Delgado si ritira e piange a dirotto tra i cori dei suoi tifosi

Durante la conferenza in cui ha annunciato il suo ritiro dal calcio, l'attaccante argentino del Basilea Matias Delgado ha pianto a dirotto davanti ai suoi tifosi

Matias Delgado ha detto basta. A 34 anni suonati, l'ormai ex attaccante argentino del Basilea ha annunciato ufficialmente il suo addio al calcio giocato non sentendosi più in grado di "giocare fisicamente e mentalmente a certi livelli". Nel farlo, ha indetto una conferenza stampa nella quale la sua società gli ha riservato una bellissima sorpresa, organizzandogli la visita di un gruppo di tifosi del Basilea che lo hanno interrotto con una lunga serie di urla da stadio e cori personalizzati in suo onore. Delgado si è emozionato e ha cominciato a piangere. (clicca qui per il video)

Non è stato facile per Delgado fare il passo d'addio. Ancora l'anno scorso, l'attaccante argentino era stato tra i protagonisti dell'ennesimo Scudetto conquistato dalla squadra svizzera, una delle più antiche della Confederazione elvetica essendo stata fondata nel 1893 con colori sociali rosso e blu, proprio come il nostro Genoa.

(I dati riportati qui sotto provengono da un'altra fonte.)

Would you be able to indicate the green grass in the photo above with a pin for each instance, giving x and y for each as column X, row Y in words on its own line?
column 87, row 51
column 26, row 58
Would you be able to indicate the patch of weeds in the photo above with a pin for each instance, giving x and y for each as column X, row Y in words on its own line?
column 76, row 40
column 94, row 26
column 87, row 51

Quest'estate, improvvisamente, Delgado ha scelto di smettere per sempre. L'attaccante era uno degli uomini simbolo della squadra della Svizzera tedesca, per la quale ha giocato in due periodi diversi totalizzando 61 gol in 183 presenze in campionato e i tifosi lo hanno sempre apprezzato per l'impegno messo in campo ad ogni occasione.

Per celebrare degnamente la decisione di Delgado di farsi da parte, il Basilea gli ha organizzato una sorpresa indimenticabile. Nella sala stampa del St Jakob-Park, lo stadio della più importante società calcistica svizzera, poco dopo l'inizio della "cerimonia" è entrato un manipolo di ultras rossoblù che hanno rivolto a Delgado alcuni cori personalizzati.

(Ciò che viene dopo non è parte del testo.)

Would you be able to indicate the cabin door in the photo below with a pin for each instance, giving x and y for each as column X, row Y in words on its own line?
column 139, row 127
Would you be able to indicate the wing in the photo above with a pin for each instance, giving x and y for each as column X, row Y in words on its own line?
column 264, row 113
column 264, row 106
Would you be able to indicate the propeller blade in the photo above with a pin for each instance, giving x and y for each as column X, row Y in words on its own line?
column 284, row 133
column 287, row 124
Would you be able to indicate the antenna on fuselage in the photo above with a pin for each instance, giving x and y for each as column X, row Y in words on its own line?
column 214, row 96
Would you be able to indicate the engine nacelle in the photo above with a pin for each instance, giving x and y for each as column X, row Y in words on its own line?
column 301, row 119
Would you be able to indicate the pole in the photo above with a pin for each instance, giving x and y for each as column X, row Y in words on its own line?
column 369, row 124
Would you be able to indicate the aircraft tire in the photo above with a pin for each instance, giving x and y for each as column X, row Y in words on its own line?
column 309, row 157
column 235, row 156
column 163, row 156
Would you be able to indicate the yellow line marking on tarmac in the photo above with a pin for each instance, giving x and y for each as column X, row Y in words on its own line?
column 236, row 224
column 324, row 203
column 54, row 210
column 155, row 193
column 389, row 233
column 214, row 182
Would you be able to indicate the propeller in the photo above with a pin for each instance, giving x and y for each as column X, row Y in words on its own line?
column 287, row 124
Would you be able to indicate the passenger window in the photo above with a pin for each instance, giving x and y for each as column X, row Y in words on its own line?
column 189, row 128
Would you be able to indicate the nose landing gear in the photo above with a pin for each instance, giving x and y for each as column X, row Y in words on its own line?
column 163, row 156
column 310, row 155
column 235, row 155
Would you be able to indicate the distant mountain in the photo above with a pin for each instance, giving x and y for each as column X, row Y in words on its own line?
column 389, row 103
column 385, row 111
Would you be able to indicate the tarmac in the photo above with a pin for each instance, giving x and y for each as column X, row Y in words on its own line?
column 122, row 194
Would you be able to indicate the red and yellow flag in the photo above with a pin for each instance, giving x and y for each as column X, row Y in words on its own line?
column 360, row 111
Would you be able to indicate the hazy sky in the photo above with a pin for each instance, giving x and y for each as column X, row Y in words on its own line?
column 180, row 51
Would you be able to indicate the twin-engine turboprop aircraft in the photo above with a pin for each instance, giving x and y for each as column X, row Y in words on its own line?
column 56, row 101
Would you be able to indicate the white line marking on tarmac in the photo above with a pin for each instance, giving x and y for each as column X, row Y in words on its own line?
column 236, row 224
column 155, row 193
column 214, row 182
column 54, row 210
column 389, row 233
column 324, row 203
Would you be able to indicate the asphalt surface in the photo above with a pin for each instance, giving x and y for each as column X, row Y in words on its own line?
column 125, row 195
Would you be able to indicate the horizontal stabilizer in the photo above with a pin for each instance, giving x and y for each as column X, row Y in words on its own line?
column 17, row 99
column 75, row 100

Il giocatore si è emozionato ed è scoppiato in un pianto a dirotto, consolato dai dirigenti e dai compagni che lo affiancavano. Poco dopo Delgado si è sciolto in un sorriso di commozione, ma i nuovi canti riservatigli dai suoi vecchi tifosi lo hanno nuovamente commosso, tanto da fargli interrompere la conferenza.

Una scena che vorremmo vedere più spesso, in un calcio dove l'appartenenza alla maglia e la fedeltà ai tifosi sono espressioni sempre più vuote e prive di significato.